Per the report, global growth is expected to expand 2.8 percent this year and 3 percent next year, each 0.1 percentage point less than the Fund’s January projection. That compares with 3.4 percent expansion in 2022.
The IMF therefore urged the federal government to further tighten economic policies to mitigate the expected impact.
However, economic experts have disagreed with the idea of ‘tightening’, saying it could exacerbate the situation. They told the ICIR that Nigeria has reached its limits on tightening, arguing that further monetary tightening could squeeze the manufacturing sector further into crisis.
They urged the government instead, to rally efforts around ease of doing business, to enable manufacturers and other players in small and medium scale enterprises not to be squeezed out by such monetary tightening tools.

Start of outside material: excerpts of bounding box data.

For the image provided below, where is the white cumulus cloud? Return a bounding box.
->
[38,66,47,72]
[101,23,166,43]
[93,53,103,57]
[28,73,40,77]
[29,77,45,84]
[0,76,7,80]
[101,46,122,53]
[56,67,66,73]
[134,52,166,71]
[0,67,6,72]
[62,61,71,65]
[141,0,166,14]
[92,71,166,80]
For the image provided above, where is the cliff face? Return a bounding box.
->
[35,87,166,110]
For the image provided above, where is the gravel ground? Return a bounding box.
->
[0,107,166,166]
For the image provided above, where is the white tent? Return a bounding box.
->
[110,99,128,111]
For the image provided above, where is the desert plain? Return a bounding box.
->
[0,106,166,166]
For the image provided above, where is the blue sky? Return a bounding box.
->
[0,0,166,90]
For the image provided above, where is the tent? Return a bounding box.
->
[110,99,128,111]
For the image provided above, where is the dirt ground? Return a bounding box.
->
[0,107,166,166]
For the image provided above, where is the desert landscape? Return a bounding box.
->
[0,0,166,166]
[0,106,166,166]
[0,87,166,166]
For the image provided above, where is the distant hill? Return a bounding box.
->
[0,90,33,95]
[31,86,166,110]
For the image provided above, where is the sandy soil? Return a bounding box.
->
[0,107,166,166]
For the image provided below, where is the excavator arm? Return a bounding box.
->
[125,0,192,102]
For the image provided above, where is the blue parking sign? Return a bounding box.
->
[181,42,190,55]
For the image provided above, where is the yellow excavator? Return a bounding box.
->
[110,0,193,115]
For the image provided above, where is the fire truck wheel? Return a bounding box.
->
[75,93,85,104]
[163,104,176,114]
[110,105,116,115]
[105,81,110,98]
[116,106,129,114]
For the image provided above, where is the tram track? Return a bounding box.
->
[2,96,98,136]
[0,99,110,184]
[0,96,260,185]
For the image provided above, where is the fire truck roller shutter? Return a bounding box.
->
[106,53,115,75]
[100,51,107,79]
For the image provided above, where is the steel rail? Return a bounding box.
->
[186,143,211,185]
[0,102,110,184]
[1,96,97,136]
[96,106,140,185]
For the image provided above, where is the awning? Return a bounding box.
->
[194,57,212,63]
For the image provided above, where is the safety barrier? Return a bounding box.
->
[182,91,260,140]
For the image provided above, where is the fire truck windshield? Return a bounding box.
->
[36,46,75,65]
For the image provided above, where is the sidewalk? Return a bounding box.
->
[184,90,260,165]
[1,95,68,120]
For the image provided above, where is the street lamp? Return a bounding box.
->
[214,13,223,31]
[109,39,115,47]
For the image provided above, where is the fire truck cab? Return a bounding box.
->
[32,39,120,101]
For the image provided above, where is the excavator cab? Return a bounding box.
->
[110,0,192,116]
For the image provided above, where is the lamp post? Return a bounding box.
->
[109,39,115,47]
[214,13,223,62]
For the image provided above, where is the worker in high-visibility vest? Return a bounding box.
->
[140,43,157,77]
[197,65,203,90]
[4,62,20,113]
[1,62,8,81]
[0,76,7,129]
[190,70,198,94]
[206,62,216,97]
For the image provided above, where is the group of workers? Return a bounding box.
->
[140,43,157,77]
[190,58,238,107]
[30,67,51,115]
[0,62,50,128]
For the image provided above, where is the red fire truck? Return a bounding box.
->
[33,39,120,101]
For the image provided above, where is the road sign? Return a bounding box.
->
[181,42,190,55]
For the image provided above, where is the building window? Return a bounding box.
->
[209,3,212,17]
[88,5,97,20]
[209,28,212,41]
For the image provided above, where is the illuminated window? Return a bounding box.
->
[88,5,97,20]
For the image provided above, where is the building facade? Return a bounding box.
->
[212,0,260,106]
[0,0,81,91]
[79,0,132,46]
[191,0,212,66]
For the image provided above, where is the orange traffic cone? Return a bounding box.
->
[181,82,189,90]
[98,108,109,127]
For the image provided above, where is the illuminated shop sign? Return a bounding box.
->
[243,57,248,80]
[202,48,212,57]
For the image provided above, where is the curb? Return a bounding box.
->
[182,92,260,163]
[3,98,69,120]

“I don’t really agree with this position of IMF on further tightening of our monetary position. As far as I’m concerned, we have reached the limits of tightening. How many countries have a cash reserve ratio (how much money banks can keep in their vaults as permitted by the CBN) of 32.5 percent in the world,” the Executive Director of the Centre for the Promotion of Private Enterprises and former Director-General of Lagos Chamber of Commerce and Industry, Muda Yusuf, told The ICIR.
According to Yusuf, the high interest rate of 18 percent was already squeezing businesses dry, making cost of funds for businesses almost beyond reach.
“The forex challenge is still there and there is no transparency. This is a policy problem. The second concern is energy cost, which is extremely high, and which affects cost of transportation.
“We also have the problem of high costs of production, which makes manufacturers not to sell easily because of high costs occasioned by high inflation and other costs of major concern,” he said, adding that the government needed to do more on the ease of doing business.
Besides giving attention to ease of doing business, another development economist, Celestine Okeke, said the government must pay attention to cutting wastages and fiscal discipline.
“We are doing the wrong type of tightening. We need to cut out wastes from the ministries, departments and agencies of government. Every year, we are buying Hilux vehicles and several unnecessary things. For me, the $800 million they are bringing for the social safety would have been put into getting our refineries to work to lessen the burden of high energy costs.”
Also, the ICIR quoted an economic analyst with the Arise Television, Chuka Mbonu, as saying that high cost of production and weak impact of ease of doing business among others have made things very difficult for manufacturers. He said they’re not things that tightening policies will solve.
“Manufacturers are buffeted by insecurity, lack of power, double taxes, legal fee issues, and high transportation costs. They are not even able to produce goods at a lower price. This issue of monetary tightening would not solve these problems. The fiscal side and enabling business environment has to play its role,” he said.